Alien Encounter was a very unique attraction compared to others you’d might expect from a Disney park. Instead of the usually cheery nature Disney rides have, this one actually was pretty dark comparatively. The ride had not one, but two preshow’s. The first one guests are ushered into the “Tomorrowland Interplanetary Convention Center” for a demonstration of new alien technology from an alien corporation known as X-S Tech. The sinister sounding chairman of the company named Clench, goes on about the work and claims his corporate philosophy “If something can’t be done with X-S then it shouldn’t be done at all.” Afterward everyone is moved to preshow number two where they’re introduced to an X-S robot named S.I.R. voiced by Tim Curry. S.I.R. then describes how the company’s teleportation process is “practically painless” while using a cute little alien animatronic named Skippy. The creature’s burned and disoriented appearance after being teleported a short distance across the room, suggested the technology was flawed. While teleporting Skippy back across the room, S.I.R. paused the process, demonstrating how the technology could be used to suspend subjects in teleportation indefinitely. After the chaos that was S.I.R.’s “harmless” teleportation demonstration you’re sat and harnessed into your seat surrounding a giant glass tube called the “teleportation tube”.
Clench and two X-S employees communicate to the audience live from across the galaxy via video screens. Initially, a single guest was to be teleported out of the chamber for a meeting with Clench. Instead, Clench was “seized” by inspiration and decided to have himself teleported into the chamber to meet the entire group. Clench’s change of plans caused the teleportation signal to be sent to a distant unknown planet. As a result, instead of the chairman coming through the tube, it was a giant, winged, horrifying alien. The alien escaped very quickly, however, as darkness and flashes of light revealed the shattered and empty teleportation tube.

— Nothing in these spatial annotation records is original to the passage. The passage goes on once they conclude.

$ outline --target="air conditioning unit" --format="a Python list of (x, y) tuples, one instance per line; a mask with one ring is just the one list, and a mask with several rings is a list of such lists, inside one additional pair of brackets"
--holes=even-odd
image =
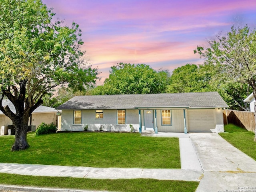
[(35, 131), (35, 125), (29, 125), (28, 126), (28, 131)]

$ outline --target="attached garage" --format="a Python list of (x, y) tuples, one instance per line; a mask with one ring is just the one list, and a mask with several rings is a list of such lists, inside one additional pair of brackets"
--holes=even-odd
[(215, 128), (215, 109), (188, 110), (188, 127), (190, 132), (210, 132)]

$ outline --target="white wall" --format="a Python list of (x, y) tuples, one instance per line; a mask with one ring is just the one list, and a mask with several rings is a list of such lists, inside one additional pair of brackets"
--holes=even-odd
[[(56, 124), (57, 114), (56, 112), (45, 113), (34, 113), (32, 114), (32, 121), (31, 124), (35, 125), (37, 128), (38, 126), (44, 122), (49, 124), (53, 123), (54, 125)], [(30, 125), (30, 118), (28, 120), (28, 125)]]
[(171, 111), (172, 125), (162, 125), (161, 110), (156, 110), (158, 131), (160, 132), (184, 132), (183, 110), (172, 109)]
[(254, 103), (255, 99), (253, 97), (250, 100), (250, 110), (252, 112), (254, 112)]
[(82, 124), (73, 124), (74, 110), (62, 110), (61, 117), (61, 131), (84, 131), (84, 125), (88, 125), (88, 130), (98, 130), (100, 124), (103, 130), (130, 131), (131, 124), (138, 131), (140, 126), (138, 110), (126, 110), (126, 124), (117, 124), (117, 110), (115, 109), (103, 110), (103, 118), (95, 118), (95, 110), (82, 110)]

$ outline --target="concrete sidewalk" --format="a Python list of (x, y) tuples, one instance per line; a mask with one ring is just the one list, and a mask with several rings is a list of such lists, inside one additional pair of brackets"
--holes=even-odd
[[(94, 168), (0, 163), (0, 172), (92, 179), (140, 178), (200, 181), (196, 192), (235, 191), (240, 189), (246, 189), (245, 188), (248, 187), (255, 187), (256, 191), (256, 186), (254, 184), (256, 178), (256, 161), (218, 134), (159, 133), (148, 134), (147, 136), (178, 137), (181, 169)], [(6, 189), (8, 186), (0, 186), (0, 190)], [(21, 190), (22, 188), (18, 186), (16, 190)], [(42, 191), (56, 191), (54, 189), (41, 189)], [(39, 191), (34, 189), (26, 190), (29, 189), (26, 188), (23, 191)]]
[(0, 163), (0, 172), (99, 179), (150, 178), (194, 181), (200, 181), (203, 173), (202, 171), (179, 169), (96, 168), (14, 163)]

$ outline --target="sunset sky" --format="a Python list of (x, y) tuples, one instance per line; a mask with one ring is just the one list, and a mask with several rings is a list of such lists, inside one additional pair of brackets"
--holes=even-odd
[(84, 58), (101, 72), (144, 63), (170, 71), (203, 63), (193, 50), (232, 25), (256, 25), (255, 0), (42, 0), (56, 16), (78, 23)]

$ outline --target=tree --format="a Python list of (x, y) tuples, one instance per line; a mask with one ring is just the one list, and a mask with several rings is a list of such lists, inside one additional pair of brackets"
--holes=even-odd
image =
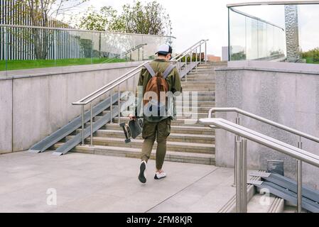
[(143, 5), (140, 1), (122, 6), (123, 12), (110, 24), (109, 30), (129, 33), (165, 35), (169, 15), (156, 1)]
[(102, 7), (99, 11), (93, 6), (80, 19), (80, 28), (92, 31), (106, 31), (110, 23), (114, 23), (117, 11), (112, 6)]
[[(57, 17), (67, 13), (88, 0), (9, 0), (13, 1), (13, 12), (8, 13), (15, 17), (13, 21), (21, 24), (26, 21), (33, 26), (67, 28), (67, 24)], [(10, 4), (8, 4), (10, 5)], [(8, 11), (8, 12), (9, 12)], [(19, 19), (18, 19), (19, 18)], [(48, 29), (26, 29), (21, 33), (14, 33), (26, 42), (33, 44), (36, 59), (46, 59), (48, 51), (52, 45), (53, 31)]]
[(88, 12), (75, 23), (77, 27), (87, 30), (109, 31), (136, 34), (169, 35), (169, 15), (156, 1), (144, 5), (140, 1), (122, 6), (122, 13), (111, 6), (104, 6), (99, 11), (91, 7)]

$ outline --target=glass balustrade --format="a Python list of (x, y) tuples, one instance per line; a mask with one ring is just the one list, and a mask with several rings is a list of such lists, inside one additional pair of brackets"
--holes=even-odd
[(229, 60), (319, 63), (319, 1), (227, 6)]
[(0, 25), (0, 71), (146, 60), (154, 58), (163, 42), (173, 46), (175, 40), (8, 25)]

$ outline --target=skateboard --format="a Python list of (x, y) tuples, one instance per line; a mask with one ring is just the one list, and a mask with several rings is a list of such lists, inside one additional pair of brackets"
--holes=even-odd
[(119, 126), (123, 128), (125, 135), (125, 143), (131, 143), (131, 138), (136, 138), (143, 128), (143, 119), (131, 120), (128, 123), (122, 122)]

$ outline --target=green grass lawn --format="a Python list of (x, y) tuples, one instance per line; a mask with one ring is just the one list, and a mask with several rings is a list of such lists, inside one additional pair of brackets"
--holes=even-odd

The guests are then stranded in total darkness as a technician tries to turn on the power but is mauled by the creature and liquid is sprayed into the audience. Afterwards, the seats shake as the alien walks around the theatre feeling the breath of the creature on the back of their necks. The power finally comes back on and with assistance from two other technicians are able to put the alien back in the tube, however overpowering the tube caused the alien to explode before it could fully close. The two technicians bid the guests farewell and resume in the search for the lost chairman. Alien Encounter closed in 2003 to make room for Stitch’s Great Escape which opened the next year.
The most recent attraction that spot had was Stitch’s Great Escape. Running for 14 years and closing in January 2018. Like with the attractions before it, Stitch’s Great Escape was a similar concept but much more family friendly. Stitch bring on the loose was much less scary than what was happening in Alien Encounter! Since it’s closure, the spot has been pretty vacant. Used afterwards mainly for Stitch meet and greets before covid, but in 2020 the sign was taken down with no news as to what’s going to replace the Lilo & Stitch themed attraction. Any guesses as to what could be next in this location? Hopefully we all find out soon, but until then, we still have a lot of memories of the attractions that were previously there.